Removal threat for asylum seeker
A disabled asylum-seeker from Kenya faces removal from the UK despite fighting a Disability Discrimination Act (DDA) case, following a ruling in the High Court.
Peter Gitau Gichura, a wheelchair-user, has had several asylum applications rejected since his arrival in the UK in June 2001.
But in May, the Court of Appeal ruled that Mr Gichura had a case under the DDA on the grounds that the law did offer protection to disabled people in prisons and detention centres before December 2006 and the introduction of the disability equality duty (DED).
He was held at Harmondsworth Detention Centre in west London in February and August 2006.
He claims that bathroom facilities there were inaccessible and that he received inadequate medical treatment (Disability Now, July 2007, News).
But in the High Court James Goudy QC said that Mr Gichura did not need to be in the UK to communicate with his legal team in the preparations for his DDA case.
Peter Gichura said: "As someone with spinal injury vulnerable to chronic kidney infection, I need sanitary living conditions to survive -- but there is no running water.

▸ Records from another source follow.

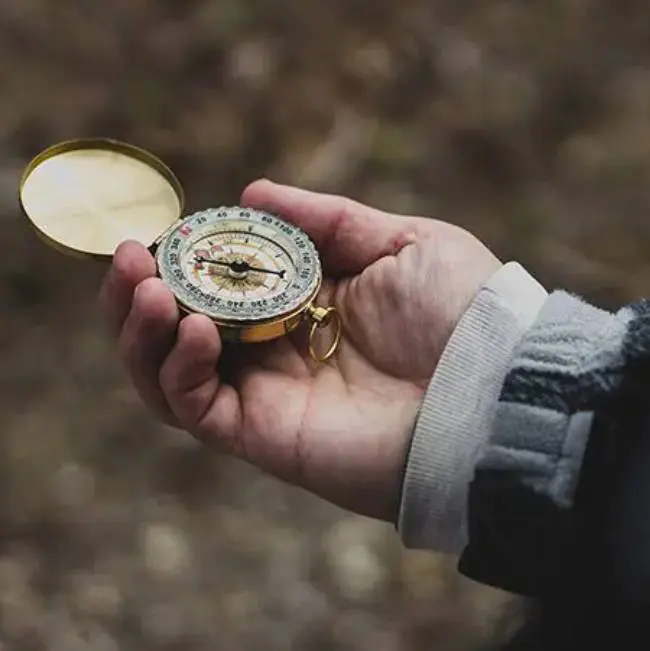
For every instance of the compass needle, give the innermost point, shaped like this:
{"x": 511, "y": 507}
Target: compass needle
{"x": 254, "y": 274}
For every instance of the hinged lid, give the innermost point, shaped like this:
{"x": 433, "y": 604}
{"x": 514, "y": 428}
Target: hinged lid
{"x": 86, "y": 196}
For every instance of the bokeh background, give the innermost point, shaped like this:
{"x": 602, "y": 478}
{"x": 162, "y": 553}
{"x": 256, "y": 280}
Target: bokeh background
{"x": 528, "y": 123}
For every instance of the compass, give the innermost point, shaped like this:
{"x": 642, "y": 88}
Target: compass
{"x": 255, "y": 275}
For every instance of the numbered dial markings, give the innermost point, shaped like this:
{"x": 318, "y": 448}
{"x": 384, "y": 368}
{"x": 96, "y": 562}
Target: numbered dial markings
{"x": 235, "y": 264}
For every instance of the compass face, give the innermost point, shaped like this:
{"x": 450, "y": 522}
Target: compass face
{"x": 239, "y": 265}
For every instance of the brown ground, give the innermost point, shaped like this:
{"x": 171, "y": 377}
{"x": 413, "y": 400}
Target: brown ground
{"x": 527, "y": 122}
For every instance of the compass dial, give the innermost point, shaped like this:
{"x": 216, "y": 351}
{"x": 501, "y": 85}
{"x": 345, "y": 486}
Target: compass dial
{"x": 239, "y": 265}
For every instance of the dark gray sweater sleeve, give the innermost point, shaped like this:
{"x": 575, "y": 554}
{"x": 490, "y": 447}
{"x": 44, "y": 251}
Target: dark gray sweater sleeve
{"x": 531, "y": 456}
{"x": 545, "y": 502}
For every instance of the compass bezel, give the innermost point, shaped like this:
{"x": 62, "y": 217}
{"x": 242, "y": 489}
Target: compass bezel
{"x": 215, "y": 222}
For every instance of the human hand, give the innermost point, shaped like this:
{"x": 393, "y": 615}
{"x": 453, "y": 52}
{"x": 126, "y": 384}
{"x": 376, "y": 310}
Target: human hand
{"x": 342, "y": 429}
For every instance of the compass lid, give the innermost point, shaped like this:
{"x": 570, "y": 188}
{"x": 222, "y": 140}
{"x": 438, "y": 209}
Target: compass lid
{"x": 85, "y": 196}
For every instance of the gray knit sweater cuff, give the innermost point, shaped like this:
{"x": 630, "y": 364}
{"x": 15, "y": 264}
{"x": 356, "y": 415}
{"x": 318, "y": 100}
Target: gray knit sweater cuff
{"x": 458, "y": 409}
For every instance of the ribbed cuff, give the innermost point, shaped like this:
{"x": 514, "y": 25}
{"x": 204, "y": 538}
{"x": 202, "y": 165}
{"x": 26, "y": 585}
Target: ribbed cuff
{"x": 458, "y": 408}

I cannot afford medical treatment -- there is no free healthcare in Kenya."
He added: "Contacting my solicitor will be impossible. The roads are inaccessible especially when it rains; movement is impossible without help. Transport is a nightmare for people with disabilities. Access to buildings, vehicles, even public phone booths is non-existent."
Mr Gichura's legal team plans to appeal against the high court ruling.
The DDA case is likely to be heard in 2009.
Claire Glasman, from WinVisible, a disability rights group campaigning on behalf of Mr Gichura, said: "It is shocking that a severely disabled person in the middle of preparing a precedent case under the DDA, and who fled anti-Kikuyu persecution, can be returned."
Mr Gichura, a member of the Kikuyu ethnic group, fled Kenya after he allegedly received death threats from government officials.